A mulher deve esquecer aqueles mitos do tipo: "Amamentar faz o busto cair" ou "Não se tem muito leite porque os seios são pequenos". Tais mitos não tem nenhum fundamento. Há mães que amamentaram durante um longo período sem interrupção e conservaram o busto firme. Existem mulheres que nunca amamentaram e têm os seios flácidos. Os efeitos da distensão mamária na gravidez e na lactação podem ser reduzidos evitando-se engordar demais na gestação e usando um sutiã firme e bem ajustado assim que os seios começarem a crescer. O tamanho do busto é determinado pela quantidade de gordura. O número de glândulas mamárias (estruturas que produzem o leite), é praticamente igual em todas as mulheres. Portanto, a produção de leite nada tem a ver com o tamanho dos seios.

 

Não pare de amamentar

Fala-se muito sobre a importância da amamentação até os seis primeiros meses de vida do bebê mas, infelizmente, pouco se divulga até quando se deve alimentar o bebê com o leite materno. O texto a seguir tem como objetivo, esclarecer as futuras mamães quanto à necessidade da amamentação após os seis meses.

Conforme a Organização Mundial de Saúde, a amamentação é essencial no primeiro ano de vida mas, de preferência, deve continuar até a criança completar dois anos ou mais. A amamentação é importante em todo este período, para manter a qualidade do vínculo emocional mãe e filho e continuar protegendo a criança de organismos estranhos que possam causar algumas infecções e processos alérgicos. De acordo com os especialistas, as defesas próprias da criança amadurecem aos poucos e com menos traumas se ela continuar a receber, por um bom período, as proteínas, enzimas e anticorpos da mãe. Formando um escudo contra diarréias, alergias, otites e infecções respiratórias, entre outras coisas, o leite materno defende a criança que, assim, reserva energia para combater outros agentes externos aos quais, inevitavelmente, estará exposta em seus primeiros anos de vida.

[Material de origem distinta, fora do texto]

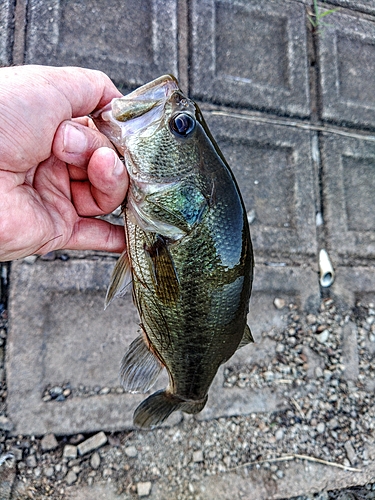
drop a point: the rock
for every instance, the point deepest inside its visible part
(49, 442)
(350, 452)
(131, 451)
(31, 461)
(311, 319)
(95, 461)
(70, 451)
(49, 471)
(92, 443)
(279, 434)
(144, 489)
(71, 477)
(198, 456)
(279, 303)
(321, 427)
(55, 391)
(280, 348)
(17, 453)
(5, 423)
(323, 336)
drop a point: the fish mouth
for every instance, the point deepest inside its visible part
(124, 116)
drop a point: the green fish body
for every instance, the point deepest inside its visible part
(189, 254)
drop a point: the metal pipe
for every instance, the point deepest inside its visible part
(327, 274)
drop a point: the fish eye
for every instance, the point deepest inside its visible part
(182, 124)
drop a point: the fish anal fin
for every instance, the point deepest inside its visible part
(120, 280)
(247, 338)
(163, 271)
(139, 367)
(157, 408)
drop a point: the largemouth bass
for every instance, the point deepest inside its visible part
(189, 254)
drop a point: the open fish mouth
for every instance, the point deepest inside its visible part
(125, 116)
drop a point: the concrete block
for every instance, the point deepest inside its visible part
(347, 57)
(59, 334)
(349, 186)
(367, 6)
(275, 173)
(6, 31)
(294, 285)
(353, 284)
(133, 41)
(252, 54)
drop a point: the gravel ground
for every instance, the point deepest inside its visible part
(330, 417)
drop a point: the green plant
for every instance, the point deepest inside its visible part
(316, 16)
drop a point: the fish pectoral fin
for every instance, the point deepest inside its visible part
(247, 338)
(157, 408)
(120, 280)
(164, 273)
(139, 367)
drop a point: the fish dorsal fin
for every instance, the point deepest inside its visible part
(247, 338)
(164, 273)
(120, 280)
(139, 367)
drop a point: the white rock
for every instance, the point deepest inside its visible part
(131, 451)
(279, 303)
(323, 336)
(144, 489)
(70, 451)
(198, 456)
(92, 443)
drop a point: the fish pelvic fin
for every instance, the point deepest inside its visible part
(247, 338)
(157, 408)
(139, 367)
(120, 280)
(164, 273)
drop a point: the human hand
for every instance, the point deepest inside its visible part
(57, 172)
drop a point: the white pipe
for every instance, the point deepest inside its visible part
(327, 274)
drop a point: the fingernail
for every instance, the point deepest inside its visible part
(119, 167)
(74, 140)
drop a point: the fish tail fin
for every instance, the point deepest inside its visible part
(157, 408)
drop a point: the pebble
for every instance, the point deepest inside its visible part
(323, 336)
(95, 461)
(198, 456)
(269, 376)
(321, 427)
(5, 423)
(49, 471)
(279, 434)
(70, 451)
(49, 442)
(279, 303)
(131, 451)
(350, 452)
(311, 319)
(31, 461)
(144, 489)
(55, 391)
(71, 477)
(92, 443)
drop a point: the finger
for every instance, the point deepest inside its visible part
(75, 143)
(34, 100)
(107, 185)
(96, 234)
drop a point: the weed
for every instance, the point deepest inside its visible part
(316, 16)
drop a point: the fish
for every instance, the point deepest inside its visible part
(188, 257)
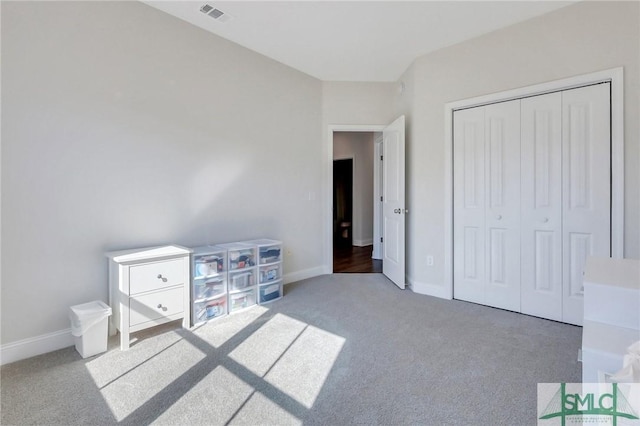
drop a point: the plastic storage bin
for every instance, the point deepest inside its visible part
(242, 300)
(215, 308)
(241, 280)
(89, 326)
(270, 292)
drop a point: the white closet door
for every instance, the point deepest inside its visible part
(502, 208)
(469, 205)
(586, 188)
(541, 203)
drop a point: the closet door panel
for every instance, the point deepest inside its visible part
(541, 202)
(469, 205)
(502, 212)
(586, 188)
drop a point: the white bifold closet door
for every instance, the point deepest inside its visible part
(541, 203)
(586, 188)
(532, 200)
(487, 200)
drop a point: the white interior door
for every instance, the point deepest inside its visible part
(586, 168)
(542, 206)
(502, 213)
(393, 203)
(469, 205)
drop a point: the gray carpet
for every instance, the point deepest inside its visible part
(336, 350)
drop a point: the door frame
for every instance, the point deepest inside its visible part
(353, 181)
(616, 77)
(328, 212)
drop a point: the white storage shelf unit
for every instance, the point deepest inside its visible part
(209, 283)
(611, 315)
(269, 269)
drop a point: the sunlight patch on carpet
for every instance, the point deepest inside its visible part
(220, 331)
(137, 386)
(303, 369)
(260, 351)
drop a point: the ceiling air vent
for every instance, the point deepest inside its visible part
(216, 14)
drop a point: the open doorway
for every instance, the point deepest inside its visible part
(356, 221)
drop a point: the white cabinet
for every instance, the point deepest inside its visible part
(531, 198)
(148, 287)
(209, 283)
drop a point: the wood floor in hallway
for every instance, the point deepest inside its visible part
(355, 259)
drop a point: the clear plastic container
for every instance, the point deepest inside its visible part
(205, 311)
(242, 280)
(270, 292)
(269, 273)
(242, 300)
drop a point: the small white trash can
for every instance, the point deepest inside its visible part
(89, 326)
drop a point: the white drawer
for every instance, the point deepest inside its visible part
(152, 276)
(156, 305)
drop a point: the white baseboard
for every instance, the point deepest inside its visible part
(27, 348)
(434, 290)
(33, 346)
(304, 274)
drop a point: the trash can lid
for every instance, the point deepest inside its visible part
(90, 310)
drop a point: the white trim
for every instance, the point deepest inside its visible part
(616, 77)
(292, 277)
(377, 194)
(33, 346)
(328, 196)
(427, 289)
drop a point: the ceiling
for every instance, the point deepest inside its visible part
(354, 40)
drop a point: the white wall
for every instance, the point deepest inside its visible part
(349, 103)
(125, 127)
(360, 147)
(579, 39)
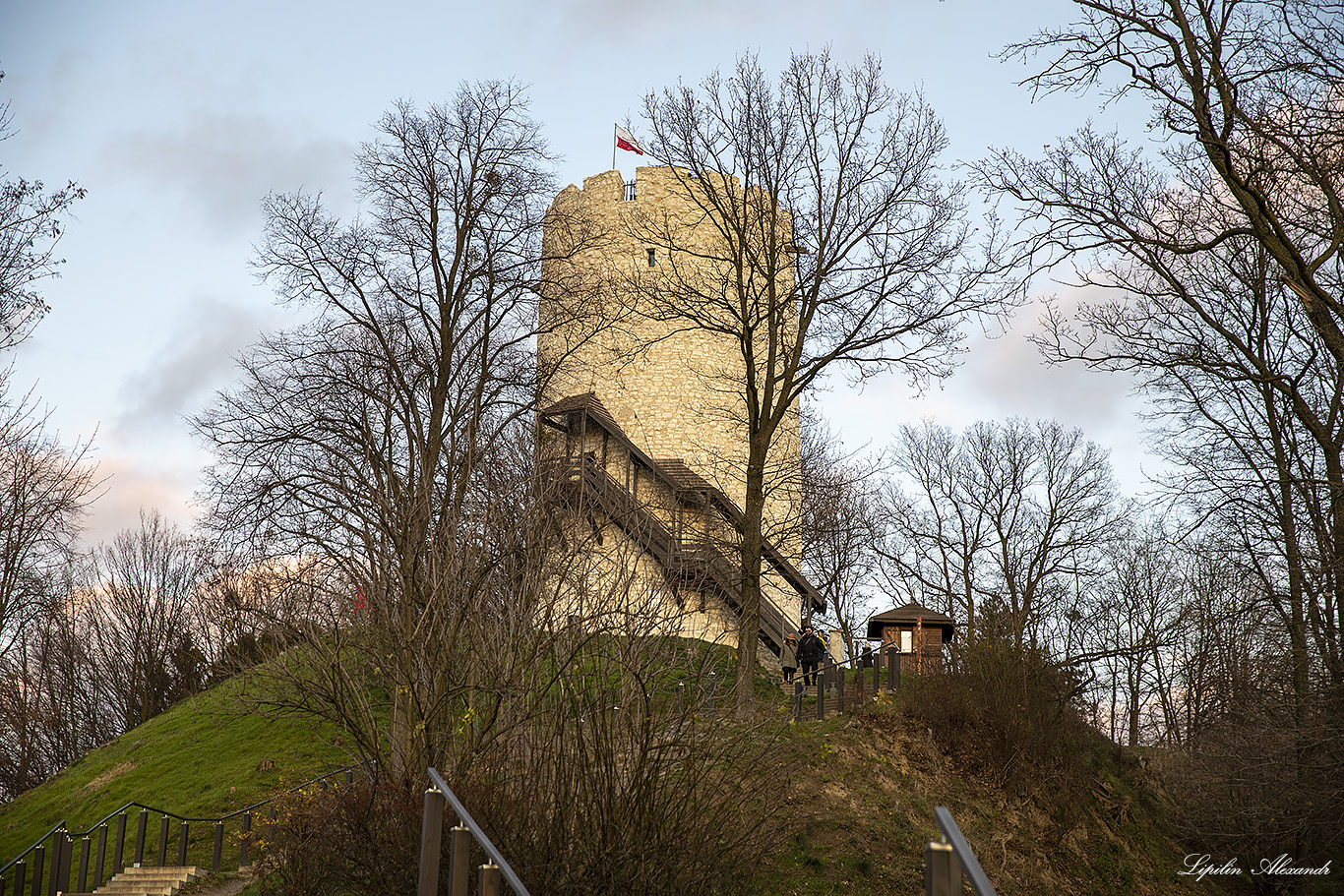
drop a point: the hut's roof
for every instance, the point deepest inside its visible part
(911, 614)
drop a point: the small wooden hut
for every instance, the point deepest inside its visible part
(915, 632)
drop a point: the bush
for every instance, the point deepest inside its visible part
(358, 838)
(1008, 716)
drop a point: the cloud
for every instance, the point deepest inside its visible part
(131, 485)
(227, 162)
(197, 359)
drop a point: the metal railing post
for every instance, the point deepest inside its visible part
(966, 858)
(118, 852)
(489, 878)
(243, 841)
(459, 862)
(59, 878)
(162, 841)
(99, 863)
(140, 836)
(39, 860)
(84, 864)
(432, 840)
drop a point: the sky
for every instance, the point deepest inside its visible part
(179, 118)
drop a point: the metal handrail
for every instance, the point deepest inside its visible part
(465, 817)
(969, 864)
(61, 825)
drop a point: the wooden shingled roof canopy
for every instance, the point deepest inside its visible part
(680, 477)
(910, 616)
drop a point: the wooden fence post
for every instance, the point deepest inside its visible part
(943, 870)
(491, 878)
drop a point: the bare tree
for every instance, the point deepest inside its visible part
(385, 447)
(1007, 517)
(30, 226)
(836, 247)
(840, 528)
(1223, 257)
(140, 605)
(44, 489)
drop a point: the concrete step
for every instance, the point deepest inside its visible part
(150, 881)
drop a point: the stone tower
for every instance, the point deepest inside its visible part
(675, 391)
(641, 419)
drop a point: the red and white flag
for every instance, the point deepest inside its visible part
(625, 142)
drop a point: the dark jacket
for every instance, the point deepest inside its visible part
(812, 649)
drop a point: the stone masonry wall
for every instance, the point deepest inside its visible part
(676, 392)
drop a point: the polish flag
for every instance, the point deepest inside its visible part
(625, 142)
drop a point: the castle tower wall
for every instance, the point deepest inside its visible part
(675, 389)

A mulher deve entender que a grande vantagem de se amamentar a criança até 1, 2 anos ou mais, é que o aleitamento deixa de ser uma obrigação para se transformar num momento de grande prazer. Já não é preciso mais levantar de madrugada nem estar disponível de três em três horas. O ritmo e freqüência da amamentação depois dos seis primeiros meses são estabelecidos por mãe e filho e variam de dupla para dupla.

Por incrível que pareça, ainda há mulheres que deixam de amamentar seus filhos muito cedo para evitar falatórios, do tipo: "caramba, um garotão desse tamanho ainda mamando!". As mães não devem se incomodar com tal tipo de falatório nem se envergonhar de amamentar seus filhos, quando já crescidinhos. As outras pessoas é que devem lembrar que a amamentação, além de ser muito importante para a saúde e o desenvolvimento da criança, é um ato de amor entre mãe e filho.